June 24, 2026•9 min read•from VentureBeat

OpenAI unveils first custom AI inference chip, Jalapeño, with Broadcom — and its development was sped-up with OpenAI's own models

Our take

OpenAI and Broadcom have jointly unveiled Jalapeño, a custom AI inference chip designed to accelerate large language model (LLM) workloads. This purpose-built processor, developed in a remarkably swift nine-month timeframe, aims to reduce inference costs by approximately 50% and will initially support ChatGPT, Codex, and future agentic products. Jalapeño represents a strategic expansion for OpenAI, enabling greater efficiency and broader access to advanced AI—a move that mirrors similar initiatives by tech giants like Google and Amazon.

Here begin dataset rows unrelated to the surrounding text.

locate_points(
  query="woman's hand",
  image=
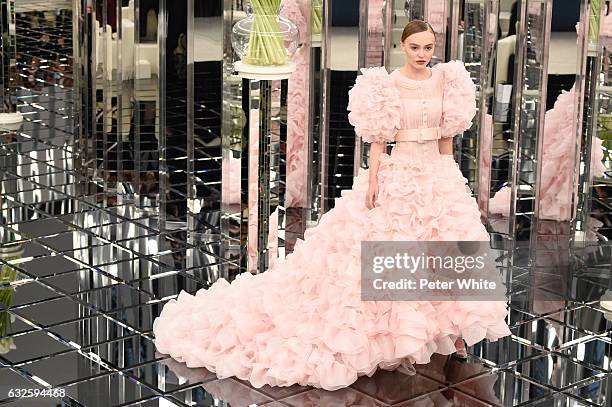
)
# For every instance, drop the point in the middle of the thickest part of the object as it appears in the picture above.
(371, 195)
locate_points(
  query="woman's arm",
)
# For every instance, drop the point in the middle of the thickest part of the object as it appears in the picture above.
(445, 145)
(376, 150)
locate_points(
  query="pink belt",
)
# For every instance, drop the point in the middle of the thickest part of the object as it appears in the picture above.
(418, 135)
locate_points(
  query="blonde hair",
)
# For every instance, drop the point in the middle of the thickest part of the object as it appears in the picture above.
(416, 26)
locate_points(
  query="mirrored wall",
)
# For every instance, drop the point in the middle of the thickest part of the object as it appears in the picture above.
(239, 168)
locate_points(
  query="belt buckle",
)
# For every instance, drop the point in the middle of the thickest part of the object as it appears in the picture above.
(420, 136)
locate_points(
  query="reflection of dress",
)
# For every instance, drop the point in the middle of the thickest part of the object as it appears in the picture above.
(303, 321)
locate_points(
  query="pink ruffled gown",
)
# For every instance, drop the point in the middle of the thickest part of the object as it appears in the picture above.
(303, 322)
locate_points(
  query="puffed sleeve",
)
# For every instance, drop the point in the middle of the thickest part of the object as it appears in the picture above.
(375, 106)
(458, 100)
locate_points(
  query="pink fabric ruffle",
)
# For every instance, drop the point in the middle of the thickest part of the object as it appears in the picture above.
(556, 180)
(375, 106)
(459, 100)
(303, 321)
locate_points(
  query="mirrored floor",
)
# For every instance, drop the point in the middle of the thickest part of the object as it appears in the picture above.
(82, 279)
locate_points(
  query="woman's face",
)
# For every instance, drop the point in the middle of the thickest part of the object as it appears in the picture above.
(419, 48)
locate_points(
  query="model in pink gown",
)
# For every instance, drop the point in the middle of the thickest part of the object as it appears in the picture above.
(303, 321)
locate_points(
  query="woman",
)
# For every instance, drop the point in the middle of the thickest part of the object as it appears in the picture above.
(302, 321)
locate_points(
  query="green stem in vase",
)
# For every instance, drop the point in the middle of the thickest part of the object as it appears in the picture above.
(7, 276)
(266, 45)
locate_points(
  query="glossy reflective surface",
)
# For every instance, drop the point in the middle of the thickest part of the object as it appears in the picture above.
(85, 271)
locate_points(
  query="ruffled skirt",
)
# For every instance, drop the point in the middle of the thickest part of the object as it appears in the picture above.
(303, 321)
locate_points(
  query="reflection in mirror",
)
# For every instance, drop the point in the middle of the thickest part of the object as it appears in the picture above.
(593, 210)
(8, 56)
(521, 61)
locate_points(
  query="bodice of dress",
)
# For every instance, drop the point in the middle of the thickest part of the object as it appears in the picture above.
(422, 104)
(422, 99)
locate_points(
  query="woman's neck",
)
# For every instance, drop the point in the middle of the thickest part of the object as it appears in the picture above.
(418, 75)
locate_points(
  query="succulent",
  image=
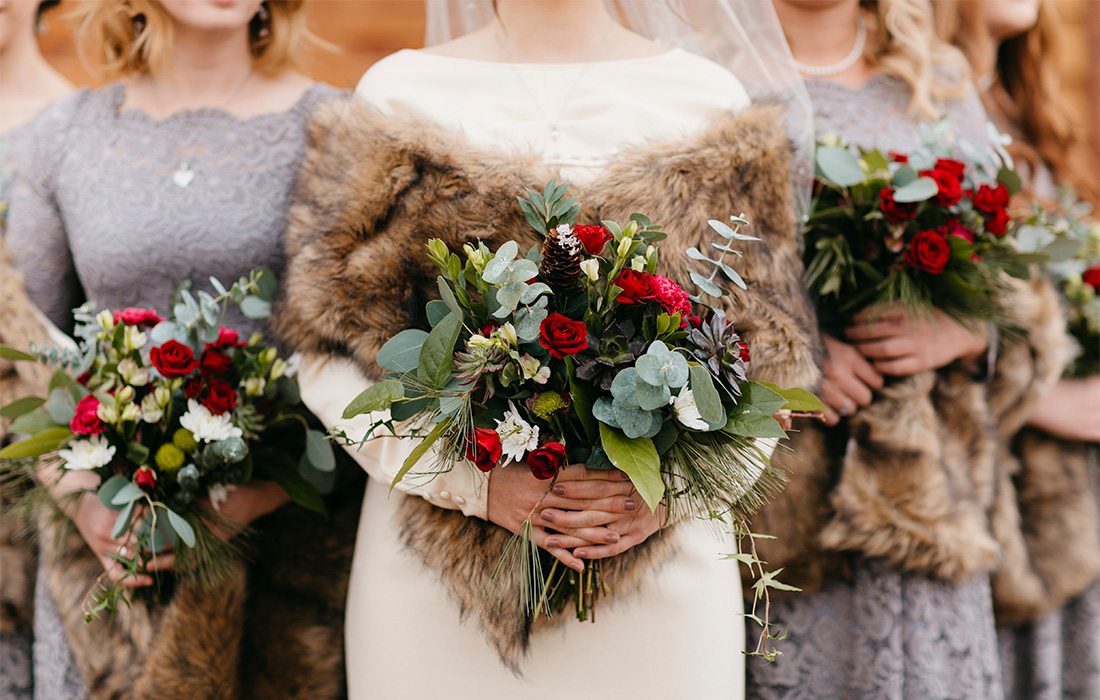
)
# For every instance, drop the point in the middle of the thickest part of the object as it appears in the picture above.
(719, 347)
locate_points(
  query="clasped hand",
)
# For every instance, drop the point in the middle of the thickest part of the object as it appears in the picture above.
(587, 513)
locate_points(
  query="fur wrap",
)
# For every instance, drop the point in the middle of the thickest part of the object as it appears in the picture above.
(374, 188)
(914, 478)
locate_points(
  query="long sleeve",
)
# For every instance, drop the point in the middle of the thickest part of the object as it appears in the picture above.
(35, 227)
(329, 384)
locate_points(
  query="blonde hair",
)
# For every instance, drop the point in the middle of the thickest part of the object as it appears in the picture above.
(121, 37)
(902, 42)
(1027, 90)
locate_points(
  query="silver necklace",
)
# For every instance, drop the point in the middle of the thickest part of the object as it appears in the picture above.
(184, 174)
(844, 64)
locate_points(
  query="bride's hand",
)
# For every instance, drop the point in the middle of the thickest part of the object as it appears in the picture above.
(514, 494)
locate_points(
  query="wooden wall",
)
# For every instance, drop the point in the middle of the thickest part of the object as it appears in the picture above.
(363, 31)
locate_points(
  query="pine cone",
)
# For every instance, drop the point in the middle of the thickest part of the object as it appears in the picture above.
(561, 260)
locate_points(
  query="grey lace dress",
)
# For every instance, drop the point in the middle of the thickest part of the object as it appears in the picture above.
(883, 634)
(101, 212)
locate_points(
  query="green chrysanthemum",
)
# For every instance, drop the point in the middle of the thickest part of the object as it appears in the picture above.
(185, 440)
(169, 458)
(546, 405)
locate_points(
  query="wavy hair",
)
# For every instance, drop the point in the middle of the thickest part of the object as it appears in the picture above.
(114, 43)
(902, 42)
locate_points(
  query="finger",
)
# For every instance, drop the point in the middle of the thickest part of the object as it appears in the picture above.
(592, 489)
(561, 555)
(897, 347)
(592, 535)
(603, 551)
(572, 520)
(900, 367)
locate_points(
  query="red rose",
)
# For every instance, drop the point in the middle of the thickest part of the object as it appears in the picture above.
(219, 396)
(133, 316)
(998, 222)
(990, 199)
(86, 419)
(743, 349)
(485, 450)
(593, 238)
(948, 185)
(955, 167)
(547, 460)
(215, 363)
(928, 251)
(173, 359)
(227, 338)
(637, 287)
(1091, 277)
(145, 479)
(562, 336)
(895, 212)
(671, 296)
(954, 227)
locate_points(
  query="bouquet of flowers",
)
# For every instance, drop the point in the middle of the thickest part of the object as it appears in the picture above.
(921, 229)
(579, 352)
(171, 414)
(1069, 237)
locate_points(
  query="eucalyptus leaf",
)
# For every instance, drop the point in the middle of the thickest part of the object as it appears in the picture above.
(638, 459)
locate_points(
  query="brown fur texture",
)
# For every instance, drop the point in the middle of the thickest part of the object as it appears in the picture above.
(19, 328)
(274, 629)
(913, 479)
(373, 189)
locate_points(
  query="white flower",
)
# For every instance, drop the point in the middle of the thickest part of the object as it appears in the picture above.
(206, 426)
(686, 412)
(151, 409)
(591, 269)
(517, 436)
(534, 370)
(219, 493)
(91, 454)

OpenAI unveils first custom AI inference chip, Jalapeño, with Broadcom — and its development was sped-up with OpenAI's own models

The unveiling of OpenAI’s Jalapeño chip, co-developed with Broadcom, marks a significant shift in the AI landscape, moving beyond reliance on general-purpose GPUs towards specialized hardware optimized for large language model inference. This isn’t just about incremental performance gains; it’s about fundamentally reshaping the cost structure of deploying and scaling AI. As Intuit will show off how it rebuilt its AI infrastructure to support fast and complex tasks at VB Transform 2026, the need for specialized and efficient hardware is becoming increasingly evident, particularly as AI moves beyond simple conversational interfaces to handle more demanding workloads. The reported 50% reduction in inference costs is a game-changer, especially considering OpenAI’s previously disclosed financial realities, as highlighted by their substantial R&D expenditures and reliance on Microsoft’s compute infrastructure. Similarly, Amazon will present its framework for engineering trustworthy AI agents at VB Transform 2026, underscoring the growing importance of both performance *and* reliability as AI systems take on more critical responsibilities.

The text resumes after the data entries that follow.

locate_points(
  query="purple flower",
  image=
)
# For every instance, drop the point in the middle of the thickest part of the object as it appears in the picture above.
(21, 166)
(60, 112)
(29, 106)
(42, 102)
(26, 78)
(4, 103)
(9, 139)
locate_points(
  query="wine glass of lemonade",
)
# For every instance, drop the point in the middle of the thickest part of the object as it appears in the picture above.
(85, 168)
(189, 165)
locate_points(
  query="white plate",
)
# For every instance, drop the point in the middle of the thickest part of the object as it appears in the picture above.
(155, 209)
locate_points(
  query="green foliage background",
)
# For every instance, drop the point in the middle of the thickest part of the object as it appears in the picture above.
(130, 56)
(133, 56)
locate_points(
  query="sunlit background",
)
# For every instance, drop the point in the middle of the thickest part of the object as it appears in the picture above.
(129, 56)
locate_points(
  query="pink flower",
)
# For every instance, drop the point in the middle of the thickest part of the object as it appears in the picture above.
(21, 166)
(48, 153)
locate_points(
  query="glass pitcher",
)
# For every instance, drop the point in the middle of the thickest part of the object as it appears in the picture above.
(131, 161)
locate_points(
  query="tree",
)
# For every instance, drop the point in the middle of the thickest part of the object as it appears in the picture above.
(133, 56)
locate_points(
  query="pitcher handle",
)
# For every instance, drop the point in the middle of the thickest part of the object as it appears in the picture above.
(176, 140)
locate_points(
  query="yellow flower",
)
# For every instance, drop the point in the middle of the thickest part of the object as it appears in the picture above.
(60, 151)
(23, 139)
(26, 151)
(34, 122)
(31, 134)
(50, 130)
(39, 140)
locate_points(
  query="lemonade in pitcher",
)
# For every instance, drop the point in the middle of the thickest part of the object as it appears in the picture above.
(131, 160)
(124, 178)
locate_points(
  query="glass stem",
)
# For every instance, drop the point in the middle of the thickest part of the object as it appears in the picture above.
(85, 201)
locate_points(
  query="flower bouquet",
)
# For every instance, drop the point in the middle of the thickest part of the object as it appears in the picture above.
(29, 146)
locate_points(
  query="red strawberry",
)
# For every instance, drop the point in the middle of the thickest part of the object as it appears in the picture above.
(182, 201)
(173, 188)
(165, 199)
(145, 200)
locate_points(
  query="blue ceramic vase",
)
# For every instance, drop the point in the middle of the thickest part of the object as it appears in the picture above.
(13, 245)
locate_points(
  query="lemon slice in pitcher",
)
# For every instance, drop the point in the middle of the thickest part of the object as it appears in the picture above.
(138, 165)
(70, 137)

The move is a direct response to OpenAI's own substantial operational expenses, driven primarily by compute costs – a problem echoed by many organizations scaling AI. The audited financial documents revealing a near $21 billion operating loss in 2025 serve as a stark reminder of the financial pressures inherent in cutting-edge AI development. Jalapeño represents a strategic attempt to address this head-on, moving OpenAI closer to a vertically integrated model similar to those employed by tech giants like Google, Amazon, and Microsoft. By designing its own chips, OpenAI gains greater control over its infrastructure, potentially unlocking significant cost savings and improving performance beyond what’s achievable with off-the-shelf components. This isn’t to say that OpenAI is abandoning its existing partnerships with Nvidia, AMD, Cerebras, and AWS; rather, it's diversifying its compute landscape and mitigating reliance on a single vendor while simultaneously building a competitive advantage.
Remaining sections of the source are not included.